9. Memory Organization: The Role of the Hippocampus and Different Memory Structures
Memory, which is an aspect of human cognition, is what allows us to retrieve specific events/occurrences/experiences, from the past. Nevertheless, have you ever realized how your brain stores all these succeeding information? Let's go deeper and understand how hippocampus helps in organizing memories and all the ways in which memories can be organized.
The
hippocampus is the crucial brain structure that allows us to make and remember
memories. It facilitates this act of the brain because it makes us remember
information by conscious recall of the particular and specific details about
past experiences. Consider, for example, the last party you had for your
birthday or some important vacation you have just come back from. In these
moments your hippocampus is responsible for remembering these things.
One
interesting memory organization issue is that, between retrieval of
recollection and familiarity, recollection is more accurate while familiarity
is related to the feeling of knowing something. Recognition is evoking the
particular details of an event in the context in which it had the occurrence,
while remembrance refers to a sense of the familiarity of a stimulus regardless
of its context. Data demonstrated that hippocampus injuries were linked to an
inability to conduct retrieval-based memory tasks successfully due to the role
of the hippocampus in memory formation.
Memory
organization can be further understood through three organizational structures:
Associative, Sequential and schematic. Associative memory process is the way of
interconnections of memories by their closeness, mutual connections, and
relationships between them. For example, how likely are you to remember a
romantic relationship with the help of a particular song and those overwhelming
feelings rekindle when you hear the song again!

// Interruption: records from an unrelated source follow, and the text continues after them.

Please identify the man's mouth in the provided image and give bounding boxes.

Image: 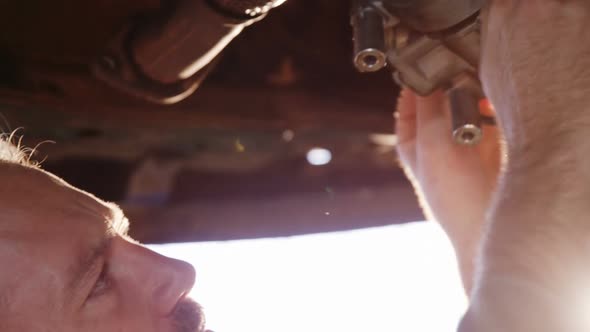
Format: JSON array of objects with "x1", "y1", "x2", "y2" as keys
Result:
[{"x1": 170, "y1": 297, "x2": 207, "y2": 332}]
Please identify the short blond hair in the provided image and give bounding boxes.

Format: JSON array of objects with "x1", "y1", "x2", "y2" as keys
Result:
[{"x1": 0, "y1": 132, "x2": 37, "y2": 167}]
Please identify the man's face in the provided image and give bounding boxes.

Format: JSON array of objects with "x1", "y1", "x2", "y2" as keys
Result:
[{"x1": 0, "y1": 163, "x2": 205, "y2": 332}]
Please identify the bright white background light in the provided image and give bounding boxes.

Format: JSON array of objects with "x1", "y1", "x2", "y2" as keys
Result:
[
  {"x1": 306, "y1": 148, "x2": 332, "y2": 166},
  {"x1": 151, "y1": 222, "x2": 467, "y2": 332}
]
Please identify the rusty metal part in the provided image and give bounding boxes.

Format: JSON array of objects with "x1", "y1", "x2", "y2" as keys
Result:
[
  {"x1": 131, "y1": 0, "x2": 258, "y2": 84},
  {"x1": 91, "y1": 22, "x2": 215, "y2": 105},
  {"x1": 383, "y1": 0, "x2": 484, "y2": 32},
  {"x1": 93, "y1": 0, "x2": 282, "y2": 104},
  {"x1": 388, "y1": 13, "x2": 481, "y2": 96},
  {"x1": 351, "y1": 0, "x2": 483, "y2": 95},
  {"x1": 351, "y1": 0, "x2": 490, "y2": 144}
]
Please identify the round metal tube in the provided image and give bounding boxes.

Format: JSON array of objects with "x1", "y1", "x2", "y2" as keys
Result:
[
  {"x1": 448, "y1": 86, "x2": 482, "y2": 146},
  {"x1": 352, "y1": 4, "x2": 387, "y2": 72}
]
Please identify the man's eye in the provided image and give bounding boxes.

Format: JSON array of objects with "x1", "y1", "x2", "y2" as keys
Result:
[{"x1": 89, "y1": 264, "x2": 111, "y2": 299}]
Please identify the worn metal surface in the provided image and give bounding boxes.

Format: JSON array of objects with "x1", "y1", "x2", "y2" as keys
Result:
[{"x1": 351, "y1": 0, "x2": 489, "y2": 146}]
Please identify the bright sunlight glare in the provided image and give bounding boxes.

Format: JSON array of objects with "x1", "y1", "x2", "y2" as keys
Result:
[
  {"x1": 150, "y1": 222, "x2": 467, "y2": 332},
  {"x1": 306, "y1": 147, "x2": 332, "y2": 166}
]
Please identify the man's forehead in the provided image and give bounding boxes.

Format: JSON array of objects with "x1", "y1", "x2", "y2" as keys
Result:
[{"x1": 0, "y1": 163, "x2": 129, "y2": 235}]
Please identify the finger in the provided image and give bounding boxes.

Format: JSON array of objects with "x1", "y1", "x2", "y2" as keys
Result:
[
  {"x1": 479, "y1": 99, "x2": 495, "y2": 117},
  {"x1": 479, "y1": 122, "x2": 502, "y2": 181},
  {"x1": 415, "y1": 90, "x2": 453, "y2": 147},
  {"x1": 395, "y1": 89, "x2": 417, "y2": 170},
  {"x1": 395, "y1": 88, "x2": 417, "y2": 144}
]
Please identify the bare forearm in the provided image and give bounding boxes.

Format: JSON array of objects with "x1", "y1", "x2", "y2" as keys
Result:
[
  {"x1": 462, "y1": 142, "x2": 590, "y2": 331},
  {"x1": 436, "y1": 212, "x2": 482, "y2": 296},
  {"x1": 460, "y1": 0, "x2": 590, "y2": 330},
  {"x1": 419, "y1": 162, "x2": 497, "y2": 295},
  {"x1": 425, "y1": 185, "x2": 492, "y2": 295}
]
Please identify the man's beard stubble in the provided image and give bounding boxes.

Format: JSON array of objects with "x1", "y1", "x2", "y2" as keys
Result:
[{"x1": 170, "y1": 298, "x2": 208, "y2": 332}]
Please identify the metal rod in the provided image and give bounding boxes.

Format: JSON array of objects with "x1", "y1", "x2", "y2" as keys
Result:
[
  {"x1": 351, "y1": 1, "x2": 387, "y2": 72},
  {"x1": 448, "y1": 86, "x2": 482, "y2": 146}
]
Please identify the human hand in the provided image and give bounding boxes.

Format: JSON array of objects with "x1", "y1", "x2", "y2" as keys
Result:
[
  {"x1": 459, "y1": 2, "x2": 590, "y2": 331},
  {"x1": 396, "y1": 89, "x2": 501, "y2": 293},
  {"x1": 480, "y1": 0, "x2": 590, "y2": 156}
]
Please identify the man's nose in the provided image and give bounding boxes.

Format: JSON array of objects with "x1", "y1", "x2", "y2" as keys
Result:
[
  {"x1": 119, "y1": 239, "x2": 197, "y2": 315},
  {"x1": 150, "y1": 254, "x2": 196, "y2": 315}
]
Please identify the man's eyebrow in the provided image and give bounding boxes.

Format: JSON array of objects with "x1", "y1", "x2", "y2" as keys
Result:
[
  {"x1": 65, "y1": 237, "x2": 112, "y2": 304},
  {"x1": 104, "y1": 202, "x2": 130, "y2": 236}
]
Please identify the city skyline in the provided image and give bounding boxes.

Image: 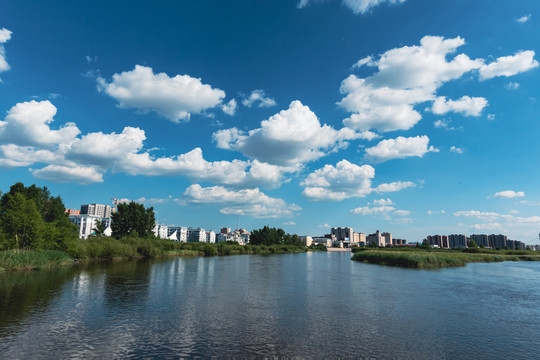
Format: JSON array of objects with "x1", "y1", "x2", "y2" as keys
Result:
[{"x1": 1, "y1": 1, "x2": 540, "y2": 244}]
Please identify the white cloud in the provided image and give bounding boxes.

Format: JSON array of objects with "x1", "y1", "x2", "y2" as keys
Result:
[
  {"x1": 0, "y1": 28, "x2": 12, "y2": 78},
  {"x1": 98, "y1": 65, "x2": 226, "y2": 122},
  {"x1": 221, "y1": 99, "x2": 237, "y2": 116},
  {"x1": 479, "y1": 51, "x2": 539, "y2": 80},
  {"x1": 282, "y1": 221, "x2": 296, "y2": 226},
  {"x1": 0, "y1": 144, "x2": 59, "y2": 167},
  {"x1": 0, "y1": 100, "x2": 80, "y2": 148},
  {"x1": 318, "y1": 223, "x2": 331, "y2": 228},
  {"x1": 350, "y1": 202, "x2": 410, "y2": 220},
  {"x1": 301, "y1": 159, "x2": 414, "y2": 201},
  {"x1": 31, "y1": 165, "x2": 104, "y2": 185},
  {"x1": 493, "y1": 190, "x2": 525, "y2": 199},
  {"x1": 431, "y1": 96, "x2": 488, "y2": 116},
  {"x1": 487, "y1": 114, "x2": 495, "y2": 121},
  {"x1": 505, "y1": 82, "x2": 520, "y2": 90},
  {"x1": 509, "y1": 209, "x2": 520, "y2": 215},
  {"x1": 298, "y1": 0, "x2": 407, "y2": 14},
  {"x1": 516, "y1": 14, "x2": 531, "y2": 23},
  {"x1": 182, "y1": 185, "x2": 302, "y2": 218},
  {"x1": 242, "y1": 89, "x2": 276, "y2": 108},
  {"x1": 340, "y1": 36, "x2": 484, "y2": 132},
  {"x1": 374, "y1": 181, "x2": 415, "y2": 193},
  {"x1": 301, "y1": 160, "x2": 375, "y2": 201},
  {"x1": 214, "y1": 100, "x2": 376, "y2": 166},
  {"x1": 450, "y1": 146, "x2": 464, "y2": 154},
  {"x1": 372, "y1": 198, "x2": 393, "y2": 205},
  {"x1": 365, "y1": 135, "x2": 438, "y2": 162},
  {"x1": 433, "y1": 119, "x2": 460, "y2": 131}
]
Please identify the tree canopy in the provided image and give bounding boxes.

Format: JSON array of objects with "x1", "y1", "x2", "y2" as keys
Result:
[
  {"x1": 111, "y1": 201, "x2": 155, "y2": 239},
  {"x1": 0, "y1": 182, "x2": 77, "y2": 250},
  {"x1": 249, "y1": 225, "x2": 303, "y2": 246}
]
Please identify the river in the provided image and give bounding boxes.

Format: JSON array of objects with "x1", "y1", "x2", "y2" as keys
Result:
[{"x1": 1, "y1": 252, "x2": 539, "y2": 358}]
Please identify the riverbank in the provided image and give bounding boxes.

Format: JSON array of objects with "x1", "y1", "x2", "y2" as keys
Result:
[
  {"x1": 351, "y1": 249, "x2": 540, "y2": 269},
  {"x1": 0, "y1": 237, "x2": 307, "y2": 272}
]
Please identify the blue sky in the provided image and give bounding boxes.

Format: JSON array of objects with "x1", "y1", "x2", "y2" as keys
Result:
[{"x1": 1, "y1": 0, "x2": 540, "y2": 243}]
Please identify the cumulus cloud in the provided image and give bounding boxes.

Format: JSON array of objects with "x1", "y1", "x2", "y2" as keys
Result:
[
  {"x1": 0, "y1": 100, "x2": 80, "y2": 148},
  {"x1": 516, "y1": 14, "x2": 531, "y2": 23},
  {"x1": 97, "y1": 65, "x2": 226, "y2": 122},
  {"x1": 450, "y1": 146, "x2": 464, "y2": 154},
  {"x1": 0, "y1": 28, "x2": 12, "y2": 78},
  {"x1": 493, "y1": 190, "x2": 525, "y2": 199},
  {"x1": 479, "y1": 51, "x2": 539, "y2": 80},
  {"x1": 31, "y1": 165, "x2": 104, "y2": 184},
  {"x1": 282, "y1": 221, "x2": 296, "y2": 226},
  {"x1": 298, "y1": 0, "x2": 407, "y2": 14},
  {"x1": 454, "y1": 209, "x2": 540, "y2": 237},
  {"x1": 182, "y1": 184, "x2": 301, "y2": 218},
  {"x1": 340, "y1": 36, "x2": 538, "y2": 133},
  {"x1": 242, "y1": 90, "x2": 276, "y2": 108},
  {"x1": 301, "y1": 159, "x2": 414, "y2": 201},
  {"x1": 431, "y1": 96, "x2": 488, "y2": 116},
  {"x1": 0, "y1": 100, "x2": 294, "y2": 187},
  {"x1": 221, "y1": 99, "x2": 237, "y2": 116},
  {"x1": 340, "y1": 36, "x2": 484, "y2": 132},
  {"x1": 365, "y1": 135, "x2": 438, "y2": 162},
  {"x1": 214, "y1": 100, "x2": 377, "y2": 166}
]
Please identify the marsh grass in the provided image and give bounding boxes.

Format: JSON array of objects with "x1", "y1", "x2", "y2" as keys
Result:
[
  {"x1": 0, "y1": 249, "x2": 72, "y2": 271},
  {"x1": 351, "y1": 250, "x2": 540, "y2": 269}
]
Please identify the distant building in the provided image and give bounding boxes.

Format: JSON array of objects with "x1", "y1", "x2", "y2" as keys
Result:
[
  {"x1": 331, "y1": 227, "x2": 353, "y2": 242},
  {"x1": 299, "y1": 236, "x2": 313, "y2": 247},
  {"x1": 69, "y1": 214, "x2": 111, "y2": 239},
  {"x1": 312, "y1": 237, "x2": 332, "y2": 247},
  {"x1": 221, "y1": 227, "x2": 231, "y2": 234},
  {"x1": 470, "y1": 234, "x2": 489, "y2": 248},
  {"x1": 448, "y1": 234, "x2": 467, "y2": 248},
  {"x1": 217, "y1": 228, "x2": 249, "y2": 244},
  {"x1": 366, "y1": 230, "x2": 385, "y2": 247},
  {"x1": 426, "y1": 235, "x2": 449, "y2": 248},
  {"x1": 392, "y1": 238, "x2": 407, "y2": 245},
  {"x1": 65, "y1": 208, "x2": 80, "y2": 216},
  {"x1": 352, "y1": 232, "x2": 366, "y2": 243},
  {"x1": 80, "y1": 203, "x2": 112, "y2": 218},
  {"x1": 489, "y1": 234, "x2": 507, "y2": 249},
  {"x1": 167, "y1": 226, "x2": 188, "y2": 242},
  {"x1": 153, "y1": 224, "x2": 169, "y2": 239},
  {"x1": 206, "y1": 231, "x2": 216, "y2": 244},
  {"x1": 382, "y1": 232, "x2": 392, "y2": 245},
  {"x1": 188, "y1": 227, "x2": 206, "y2": 242}
]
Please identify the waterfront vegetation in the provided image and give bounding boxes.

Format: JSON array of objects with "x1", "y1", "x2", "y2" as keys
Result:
[
  {"x1": 351, "y1": 247, "x2": 540, "y2": 269},
  {"x1": 0, "y1": 182, "x2": 306, "y2": 272}
]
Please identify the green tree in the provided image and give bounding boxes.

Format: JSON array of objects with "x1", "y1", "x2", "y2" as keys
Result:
[
  {"x1": 468, "y1": 239, "x2": 478, "y2": 248},
  {"x1": 111, "y1": 201, "x2": 155, "y2": 238},
  {"x1": 0, "y1": 192, "x2": 44, "y2": 249},
  {"x1": 92, "y1": 219, "x2": 107, "y2": 237}
]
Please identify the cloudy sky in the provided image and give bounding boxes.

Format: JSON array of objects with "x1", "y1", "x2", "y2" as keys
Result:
[{"x1": 1, "y1": 0, "x2": 540, "y2": 243}]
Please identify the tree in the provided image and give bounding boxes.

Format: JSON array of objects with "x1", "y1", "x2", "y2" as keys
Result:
[
  {"x1": 111, "y1": 201, "x2": 155, "y2": 238},
  {"x1": 92, "y1": 219, "x2": 107, "y2": 237},
  {"x1": 249, "y1": 225, "x2": 300, "y2": 246},
  {"x1": 0, "y1": 192, "x2": 44, "y2": 249},
  {"x1": 468, "y1": 239, "x2": 478, "y2": 248}
]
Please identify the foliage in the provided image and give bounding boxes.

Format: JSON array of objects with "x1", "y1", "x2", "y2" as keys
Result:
[
  {"x1": 111, "y1": 201, "x2": 155, "y2": 239},
  {"x1": 92, "y1": 219, "x2": 107, "y2": 237},
  {"x1": 468, "y1": 239, "x2": 478, "y2": 248},
  {"x1": 0, "y1": 249, "x2": 72, "y2": 271},
  {"x1": 308, "y1": 243, "x2": 328, "y2": 251},
  {"x1": 249, "y1": 225, "x2": 302, "y2": 246},
  {"x1": 0, "y1": 182, "x2": 77, "y2": 251}
]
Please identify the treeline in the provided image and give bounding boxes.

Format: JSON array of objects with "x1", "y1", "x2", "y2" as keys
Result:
[
  {"x1": 249, "y1": 225, "x2": 304, "y2": 246},
  {"x1": 0, "y1": 182, "x2": 78, "y2": 252}
]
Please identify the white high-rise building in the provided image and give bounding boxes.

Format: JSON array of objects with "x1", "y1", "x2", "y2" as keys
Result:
[
  {"x1": 69, "y1": 215, "x2": 112, "y2": 239},
  {"x1": 80, "y1": 204, "x2": 112, "y2": 218}
]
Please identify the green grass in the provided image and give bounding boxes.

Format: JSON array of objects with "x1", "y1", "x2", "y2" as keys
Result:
[
  {"x1": 351, "y1": 250, "x2": 540, "y2": 269},
  {"x1": 0, "y1": 249, "x2": 72, "y2": 271},
  {"x1": 0, "y1": 237, "x2": 307, "y2": 271}
]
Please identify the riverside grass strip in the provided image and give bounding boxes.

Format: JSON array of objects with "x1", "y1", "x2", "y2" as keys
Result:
[{"x1": 351, "y1": 250, "x2": 540, "y2": 269}]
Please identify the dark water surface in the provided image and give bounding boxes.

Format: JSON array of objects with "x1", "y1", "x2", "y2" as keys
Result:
[{"x1": 1, "y1": 252, "x2": 539, "y2": 358}]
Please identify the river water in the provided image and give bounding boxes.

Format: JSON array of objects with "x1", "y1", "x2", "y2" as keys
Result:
[{"x1": 1, "y1": 252, "x2": 539, "y2": 358}]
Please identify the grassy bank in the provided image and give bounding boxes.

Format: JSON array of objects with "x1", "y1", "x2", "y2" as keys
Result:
[
  {"x1": 351, "y1": 249, "x2": 540, "y2": 269},
  {"x1": 0, "y1": 250, "x2": 73, "y2": 271},
  {"x1": 0, "y1": 237, "x2": 307, "y2": 271}
]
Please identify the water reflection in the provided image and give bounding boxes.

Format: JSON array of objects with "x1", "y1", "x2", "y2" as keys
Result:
[{"x1": 1, "y1": 254, "x2": 540, "y2": 358}]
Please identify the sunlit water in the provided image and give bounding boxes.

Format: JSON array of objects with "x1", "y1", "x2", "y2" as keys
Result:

While sequential organization
groups memories in linear or chronological order according to the sequence of
events. This is what governs different processes in memory like the steps in
cake baking or following a recipe. A schematic approach means integrating
separate facts and factual knowledge into large structures or general
frameworks. This enables us to extract both the direct and indirect
relationships that are connected by the structural rules. Take the classroom setting
as an example, you can access the layout and features of a typical classroom
even when you are visiting a new one.
Thus, it is a
complex process since various brain regions work together. Hippocampus,
together with other memory centers, is responsible for consolidating and
retrieving information. The exploration of a brain's memory structure can
elucidate to us how our brains perceive the environment.